Kaepernick posted a tweet with a photo of Robinson ― who broke baseball’s color barrier on April 15, 1947 ― and a passage from Robinson’s 1972 autobiography, I Never Had It Made:

“I cannot stand and sing the anthem. I cannot salute the flag; I know that I am a black man in a white world.”

Kaepernick became a symbol of sports activism in 2016, when he began kneeling during the national anthem to protest racial injustice. The movement spread to other players and NFL teams ― and beyond ― drawing President Donald Trump’s repeated objections.

On Sunday, Kaepernick and Robinson’s voice appeared to become one.

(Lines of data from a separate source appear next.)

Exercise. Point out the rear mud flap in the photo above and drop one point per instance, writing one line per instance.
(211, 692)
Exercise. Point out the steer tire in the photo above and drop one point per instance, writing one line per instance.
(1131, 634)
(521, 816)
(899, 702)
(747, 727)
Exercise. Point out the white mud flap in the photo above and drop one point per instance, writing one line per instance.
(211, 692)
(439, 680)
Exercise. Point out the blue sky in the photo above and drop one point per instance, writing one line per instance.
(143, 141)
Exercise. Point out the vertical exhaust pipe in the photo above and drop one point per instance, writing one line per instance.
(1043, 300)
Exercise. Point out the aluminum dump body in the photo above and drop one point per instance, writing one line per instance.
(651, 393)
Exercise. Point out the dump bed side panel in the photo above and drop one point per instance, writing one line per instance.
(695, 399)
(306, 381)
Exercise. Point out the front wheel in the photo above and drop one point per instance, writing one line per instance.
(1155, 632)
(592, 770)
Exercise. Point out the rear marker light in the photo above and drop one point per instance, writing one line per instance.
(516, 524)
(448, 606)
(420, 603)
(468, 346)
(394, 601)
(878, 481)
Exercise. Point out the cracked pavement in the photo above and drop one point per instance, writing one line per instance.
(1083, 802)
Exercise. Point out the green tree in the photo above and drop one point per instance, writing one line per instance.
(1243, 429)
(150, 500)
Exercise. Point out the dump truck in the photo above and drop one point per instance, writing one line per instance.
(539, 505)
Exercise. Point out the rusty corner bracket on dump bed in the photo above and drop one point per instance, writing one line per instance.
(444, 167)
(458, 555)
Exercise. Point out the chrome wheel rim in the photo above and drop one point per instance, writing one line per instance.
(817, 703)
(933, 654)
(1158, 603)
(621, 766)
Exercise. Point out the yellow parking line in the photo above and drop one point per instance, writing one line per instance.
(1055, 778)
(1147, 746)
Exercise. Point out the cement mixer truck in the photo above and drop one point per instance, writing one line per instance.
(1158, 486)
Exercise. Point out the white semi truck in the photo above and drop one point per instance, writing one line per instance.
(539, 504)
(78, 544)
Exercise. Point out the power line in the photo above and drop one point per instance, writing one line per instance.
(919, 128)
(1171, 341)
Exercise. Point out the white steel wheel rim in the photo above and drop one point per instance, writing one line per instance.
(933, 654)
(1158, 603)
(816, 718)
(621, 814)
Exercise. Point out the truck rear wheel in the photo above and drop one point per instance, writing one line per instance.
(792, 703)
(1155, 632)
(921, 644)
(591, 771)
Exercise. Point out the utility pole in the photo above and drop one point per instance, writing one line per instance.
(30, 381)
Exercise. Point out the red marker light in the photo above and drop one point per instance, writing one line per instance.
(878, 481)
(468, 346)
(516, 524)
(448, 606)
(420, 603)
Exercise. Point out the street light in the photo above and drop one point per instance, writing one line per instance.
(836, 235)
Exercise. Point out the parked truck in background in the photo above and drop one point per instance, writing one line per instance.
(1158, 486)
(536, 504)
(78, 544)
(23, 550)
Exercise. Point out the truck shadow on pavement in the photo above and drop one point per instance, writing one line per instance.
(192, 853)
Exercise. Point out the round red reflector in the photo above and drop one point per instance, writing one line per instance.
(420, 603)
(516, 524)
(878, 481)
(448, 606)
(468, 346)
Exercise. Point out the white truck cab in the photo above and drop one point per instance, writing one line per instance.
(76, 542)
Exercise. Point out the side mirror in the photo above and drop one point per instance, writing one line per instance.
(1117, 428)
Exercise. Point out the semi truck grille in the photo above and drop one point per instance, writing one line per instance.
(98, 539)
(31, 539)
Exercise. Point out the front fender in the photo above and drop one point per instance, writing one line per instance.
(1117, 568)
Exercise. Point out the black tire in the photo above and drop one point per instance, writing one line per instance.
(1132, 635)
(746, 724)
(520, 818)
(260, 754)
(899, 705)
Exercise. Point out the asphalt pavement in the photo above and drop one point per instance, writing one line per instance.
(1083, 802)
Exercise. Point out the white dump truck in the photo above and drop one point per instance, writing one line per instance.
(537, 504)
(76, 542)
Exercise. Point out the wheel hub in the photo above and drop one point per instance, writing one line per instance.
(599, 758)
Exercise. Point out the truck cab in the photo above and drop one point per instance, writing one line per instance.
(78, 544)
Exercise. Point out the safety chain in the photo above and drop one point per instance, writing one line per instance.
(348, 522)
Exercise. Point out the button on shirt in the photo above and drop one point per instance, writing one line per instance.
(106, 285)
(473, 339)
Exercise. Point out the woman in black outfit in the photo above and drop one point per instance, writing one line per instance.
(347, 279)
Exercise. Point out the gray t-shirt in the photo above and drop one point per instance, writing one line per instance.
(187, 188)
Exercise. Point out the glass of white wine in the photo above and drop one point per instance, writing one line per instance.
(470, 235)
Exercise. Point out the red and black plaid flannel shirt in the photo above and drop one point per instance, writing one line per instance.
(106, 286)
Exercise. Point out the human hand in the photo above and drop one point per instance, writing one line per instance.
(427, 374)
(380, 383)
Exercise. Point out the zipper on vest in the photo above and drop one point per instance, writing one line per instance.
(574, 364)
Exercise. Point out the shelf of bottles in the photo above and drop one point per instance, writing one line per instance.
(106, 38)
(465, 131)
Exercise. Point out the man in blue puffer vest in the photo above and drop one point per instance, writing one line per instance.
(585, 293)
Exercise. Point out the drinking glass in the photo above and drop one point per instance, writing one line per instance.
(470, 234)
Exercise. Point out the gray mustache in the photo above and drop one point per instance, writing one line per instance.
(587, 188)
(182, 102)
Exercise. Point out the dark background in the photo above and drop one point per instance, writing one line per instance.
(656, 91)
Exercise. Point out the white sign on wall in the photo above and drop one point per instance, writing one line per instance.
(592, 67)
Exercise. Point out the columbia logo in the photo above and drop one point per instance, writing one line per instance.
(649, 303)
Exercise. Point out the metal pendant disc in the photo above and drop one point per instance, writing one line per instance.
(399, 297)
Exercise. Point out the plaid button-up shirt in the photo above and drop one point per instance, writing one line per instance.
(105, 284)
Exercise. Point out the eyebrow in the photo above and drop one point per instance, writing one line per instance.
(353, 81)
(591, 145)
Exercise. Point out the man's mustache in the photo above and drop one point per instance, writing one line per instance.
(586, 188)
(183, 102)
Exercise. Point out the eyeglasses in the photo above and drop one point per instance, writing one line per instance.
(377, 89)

For The Win provided a fuller portion of Robinson’s quote:

There I was, the black grandson of a slave, the son of a black sharecropper, part of a historic occasion, a symbolic hero to my people. The air was sparkling. The sunlight was warm. The band struck up the national anthem. The flag billowed in the wind. It should have been a glorious moment for me as the stirring words of the national anthem poured from the stands. Perhaps, it was, but then again, perhaps, the anthem could be called the theme song for a drama called The Noble Experiment. Today, as I look back on that opening game of my first world series, I must tell you that it was Mr. Rickey’s drama and that I was only a principal actor. As I write this twenty years later, I cannot stand and sing the anthem. I cannot salute the flag; I know that I am a black man in a white world. In 1972, in 1947, at my birth in 1919, I know that I never had it made.